本書は、著者が1960年に大学へ入学してから1968年に大学院修士課程を修了するまでの回想録。60年安保闘争に関連する学生運動については割と詳しく述べられている。60年代後半の東大全共闘についての回想があまりないのは、大学院を修了後に著者の妻の実家で「居候生活」をしていたため。本書の後半はグラムシなどイタリア思想の話が多く回想という感じがしない。

著者が参加していた「題名のない」同人誌のグループに中平卓馬がいた。2002年夏、著者は沖縄で東松照明展が開催された際、中平卓馬に再会した。しかしながら、中平は憶えていなかったそうだ。中平卓馬は1977年に昏倒し、一時的に記憶障害・失語症に陥り、その後もその障害が残った。それでも、著者が東松照明展が開催された際に依頼されて、「琉球新報」に寄稿した文章を中平が読んでとても喜んだそうだ。本書に中平卓馬の名が出てくるとは何か不思議な感じがした。

著者が修士論文の執筆に取りかかったとき、学問とは何なのか、世界に学的にかかわるということなのかという問いが湧き起こった。この問いに取り憑かれ、にっちもさっちもいかない状態に陥り、論文をしあげることができなくなった。一から出直すため東京から富山へ移り、「居候生活」を始める。

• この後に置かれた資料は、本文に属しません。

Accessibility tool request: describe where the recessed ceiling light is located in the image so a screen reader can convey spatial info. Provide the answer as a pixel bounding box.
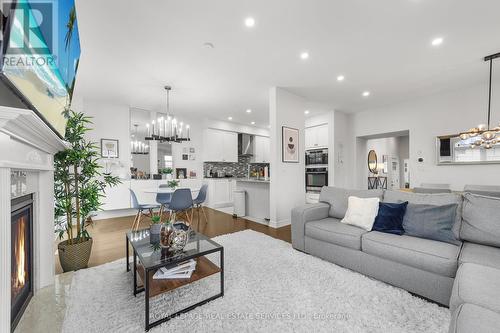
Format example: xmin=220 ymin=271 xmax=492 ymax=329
xmin=337 ymin=75 xmax=345 ymax=82
xmin=431 ymin=37 xmax=443 ymax=46
xmin=227 ymin=116 xmax=233 ymax=120
xmin=362 ymin=91 xmax=371 ymax=97
xmin=304 ymin=110 xmax=310 ymax=115
xmin=246 ymin=109 xmax=252 ymax=113
xmin=251 ymin=121 xmax=256 ymax=125
xmin=244 ymin=17 xmax=255 ymax=28
xmin=203 ymin=42 xmax=215 ymax=49
xmin=300 ymin=52 xmax=309 ymax=60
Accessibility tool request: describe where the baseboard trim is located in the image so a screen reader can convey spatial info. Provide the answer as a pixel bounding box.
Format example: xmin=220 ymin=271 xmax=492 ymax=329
xmin=94 ymin=209 xmax=136 ymax=220
xmin=268 ymin=218 xmax=291 ymax=229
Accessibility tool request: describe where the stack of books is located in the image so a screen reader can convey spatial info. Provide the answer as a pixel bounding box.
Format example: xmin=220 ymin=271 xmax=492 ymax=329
xmin=153 ymin=259 xmax=197 ymax=280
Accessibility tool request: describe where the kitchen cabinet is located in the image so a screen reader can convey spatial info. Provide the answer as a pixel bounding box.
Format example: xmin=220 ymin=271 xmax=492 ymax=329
xmin=305 ymin=124 xmax=328 ymax=149
xmin=204 ymin=178 xmax=236 ymax=208
xmin=203 ymin=129 xmax=238 ymax=162
xmin=252 ymin=135 xmax=270 ymax=163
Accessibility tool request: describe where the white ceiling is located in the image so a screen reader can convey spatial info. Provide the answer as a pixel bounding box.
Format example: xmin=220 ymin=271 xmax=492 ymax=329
xmin=74 ymin=0 xmax=500 ymax=127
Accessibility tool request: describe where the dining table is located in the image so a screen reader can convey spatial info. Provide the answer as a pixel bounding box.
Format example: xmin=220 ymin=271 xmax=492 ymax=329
xmin=142 ymin=187 xmax=200 ymax=195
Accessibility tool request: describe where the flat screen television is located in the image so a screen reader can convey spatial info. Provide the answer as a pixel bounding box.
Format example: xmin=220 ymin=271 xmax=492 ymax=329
xmin=1 ymin=0 xmax=81 ymax=138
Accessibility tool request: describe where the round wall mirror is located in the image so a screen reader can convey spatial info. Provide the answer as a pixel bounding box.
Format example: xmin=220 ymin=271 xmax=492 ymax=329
xmin=367 ymin=150 xmax=378 ymax=173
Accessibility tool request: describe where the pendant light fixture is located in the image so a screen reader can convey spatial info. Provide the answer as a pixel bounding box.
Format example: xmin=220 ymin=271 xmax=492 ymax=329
xmin=145 ymin=86 xmax=190 ymax=143
xmin=131 ymin=124 xmax=149 ymax=154
xmin=459 ymin=52 xmax=500 ymax=149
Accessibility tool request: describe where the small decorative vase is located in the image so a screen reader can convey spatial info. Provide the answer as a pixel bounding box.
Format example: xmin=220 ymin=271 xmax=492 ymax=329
xmin=168 ymin=226 xmax=190 ymax=252
xmin=166 ymin=173 xmax=173 ymax=180
xmin=150 ymin=223 xmax=162 ymax=235
xmin=159 ymin=223 xmax=174 ymax=248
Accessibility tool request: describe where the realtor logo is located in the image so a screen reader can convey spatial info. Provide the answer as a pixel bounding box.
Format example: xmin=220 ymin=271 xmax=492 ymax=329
xmin=1 ymin=0 xmax=57 ymax=67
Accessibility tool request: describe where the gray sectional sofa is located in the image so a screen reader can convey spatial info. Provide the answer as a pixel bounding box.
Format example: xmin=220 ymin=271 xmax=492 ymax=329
xmin=291 ymin=187 xmax=500 ymax=333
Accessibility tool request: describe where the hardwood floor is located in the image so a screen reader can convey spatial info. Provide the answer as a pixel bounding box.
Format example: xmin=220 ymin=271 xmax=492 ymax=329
xmin=55 ymin=207 xmax=291 ymax=274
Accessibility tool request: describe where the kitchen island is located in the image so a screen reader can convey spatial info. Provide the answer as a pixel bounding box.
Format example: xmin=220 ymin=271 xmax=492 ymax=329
xmin=235 ymin=178 xmax=270 ymax=224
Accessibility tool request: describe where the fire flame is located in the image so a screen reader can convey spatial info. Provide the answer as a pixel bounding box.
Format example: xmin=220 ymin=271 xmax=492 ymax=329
xmin=14 ymin=218 xmax=26 ymax=291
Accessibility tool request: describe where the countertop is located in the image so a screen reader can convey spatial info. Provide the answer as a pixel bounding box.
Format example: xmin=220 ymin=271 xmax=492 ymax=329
xmin=203 ymin=177 xmax=270 ymax=183
xmin=235 ymin=177 xmax=270 ymax=184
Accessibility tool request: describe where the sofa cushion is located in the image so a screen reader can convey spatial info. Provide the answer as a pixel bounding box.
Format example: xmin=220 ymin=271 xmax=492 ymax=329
xmin=305 ymin=218 xmax=368 ymax=250
xmin=403 ymin=203 xmax=461 ymax=245
xmin=319 ymin=187 xmax=384 ymax=219
xmin=459 ymin=242 xmax=500 ymax=270
xmin=372 ymin=201 xmax=408 ymax=235
xmin=464 ymin=185 xmax=500 ymax=198
xmin=450 ymin=263 xmax=500 ymax=314
xmin=384 ymin=190 xmax=463 ymax=238
xmin=450 ymin=303 xmax=500 ymax=333
xmin=361 ymin=231 xmax=460 ymax=277
xmin=341 ymin=196 xmax=380 ymax=231
xmin=461 ymin=193 xmax=500 ymax=247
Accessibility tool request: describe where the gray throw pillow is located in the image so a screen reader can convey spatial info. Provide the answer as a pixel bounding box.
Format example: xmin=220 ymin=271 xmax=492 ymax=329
xmin=402 ymin=203 xmax=461 ymax=245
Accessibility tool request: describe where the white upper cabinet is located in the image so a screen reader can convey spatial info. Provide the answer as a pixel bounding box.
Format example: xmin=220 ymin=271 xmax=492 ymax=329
xmin=305 ymin=124 xmax=328 ymax=149
xmin=203 ymin=129 xmax=238 ymax=162
xmin=252 ymin=136 xmax=270 ymax=163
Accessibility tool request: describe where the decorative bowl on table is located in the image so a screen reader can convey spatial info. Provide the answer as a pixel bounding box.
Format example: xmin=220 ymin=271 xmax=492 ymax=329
xmin=159 ymin=222 xmax=190 ymax=252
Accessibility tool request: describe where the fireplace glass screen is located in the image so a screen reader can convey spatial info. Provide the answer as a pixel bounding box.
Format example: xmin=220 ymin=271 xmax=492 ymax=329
xmin=11 ymin=194 xmax=33 ymax=329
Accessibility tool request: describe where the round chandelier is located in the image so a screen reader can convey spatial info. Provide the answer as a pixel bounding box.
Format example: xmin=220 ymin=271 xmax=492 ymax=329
xmin=459 ymin=53 xmax=500 ymax=149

 哲学は理性的なものを探求しようとする。理性的なものの探求が哲学の使命である。しかし、だからこそ、現実的なものの把握を哲学は任務とするのであって、哲学の任務はもはや神のみがその在処を知るとされる彼岸的なものの定立にはない。そもそも、空虚な理想の典型とされるプラトンの国家論にしてからが、彼が生きた時代のギリシアで現実におこなわれていた倫理ないし人々の生き方をその本質において把握したところから打ち出されたものにほかならなかった。もしわたしたちの意識がいま現に眼前で繰りひろげられている現実を空無なものとみなし、これらの現実を超越したところでこそいっそうよく知力が働くかのようにおもうとしたなら、そのような意識こそ空無のうちにあるものと言わざるをえない。こうヘーゲルは断言するのだった。
ところが、近代ヨーロッパにおける学問の実際はどうであったか。それは民衆のあまたの注目すべき生活史的事実を非合理的であるとして理解の外に追いやってきたのではなかったか。クローチェをはじめとするイタリア知識人たちのファシズム観も、その典型的な一事例である。
ここにはひとつの重大な錯誤があるのではないか。しかも、その錯誤はおそらく学問的認識のあり方自体に由来するものとかんがえないわけにはいかないのではないか。いいかえるなら、わたしたちが学的に世界にむかおうとするさいにおちいらざるをえない理性主義的錯誤-これこそが問題とされるべきではないのか。これは、ひるがえっては、学問的認識のあり方をその起源というか始まりの地点までいまいちどさかのぼって反省しなおしてみる必要があるということにほかならない。ニーチェにならっていうなら、学問の系譜学的反省をくわだてる必要があるのだ・・・。